Sanding on these might take a couple of minutes, maybe. Often I can start with 180 grit and sand by hand, but sometimes, depending on the wood species, I'll zip in there with a 1" disc.

Sometimes I drop them in a pot of wood dye, just for fun, then they're oil finished.


----------



## Maylar (Sep 3, 2013)

I use Vince's pads and discs too. My sander of choice is a variable speed angle drill from Harbor Freight. Or else, assorted pads and hand sanding.


----------



## prestonbill (Oct 27, 2010)

I also use Vince's pads and mandrels. I found at Harbor Freight this http://www.harborfreight.com/air-angle-sander-93629.html. It works really good if you have some sanding lines you just can't get out. Don't use it much but when I do it's the answer.


----------



## dartman (Oct 12, 2012)

I usually us sandpaper.Ok,I'm being a smart butt,but really,I use the usual grits of sandpaper.I also use different grades of scotch-brite pads to finish up.


----------



## Woodychips (Oct 3, 2015)

Here's my setup.

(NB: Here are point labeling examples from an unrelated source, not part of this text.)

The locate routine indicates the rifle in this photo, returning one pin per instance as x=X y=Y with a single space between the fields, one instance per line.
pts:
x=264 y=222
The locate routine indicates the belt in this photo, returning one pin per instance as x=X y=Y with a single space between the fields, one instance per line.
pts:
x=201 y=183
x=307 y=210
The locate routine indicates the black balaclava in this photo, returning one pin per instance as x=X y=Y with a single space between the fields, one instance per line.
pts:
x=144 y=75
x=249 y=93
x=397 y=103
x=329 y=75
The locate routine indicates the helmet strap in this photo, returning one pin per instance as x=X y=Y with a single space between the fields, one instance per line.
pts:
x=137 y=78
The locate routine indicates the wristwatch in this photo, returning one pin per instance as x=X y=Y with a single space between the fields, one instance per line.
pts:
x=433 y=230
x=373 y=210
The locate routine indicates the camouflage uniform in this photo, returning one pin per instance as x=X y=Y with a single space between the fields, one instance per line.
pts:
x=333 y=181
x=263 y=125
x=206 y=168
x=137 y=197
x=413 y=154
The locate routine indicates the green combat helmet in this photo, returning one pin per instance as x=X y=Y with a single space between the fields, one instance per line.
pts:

Portable chargeable drill, a 2" Velcro pad with Norton Dry Ice sandpaper or a 3" Velcro pad for larger bowls with Sia Speed sandpaper


----------



## Barry Ward (Mar 22, 2008)

I use vinces round dics I tryied the new wave for a long time and they just wouldn't stay together,before I found out about Vinces,as for the tool I use a var spead angel drill that I got on sale at HF for about 29.00 and it works great,Richard Raffan doesn't recommend straight line drills as they can catch.


----------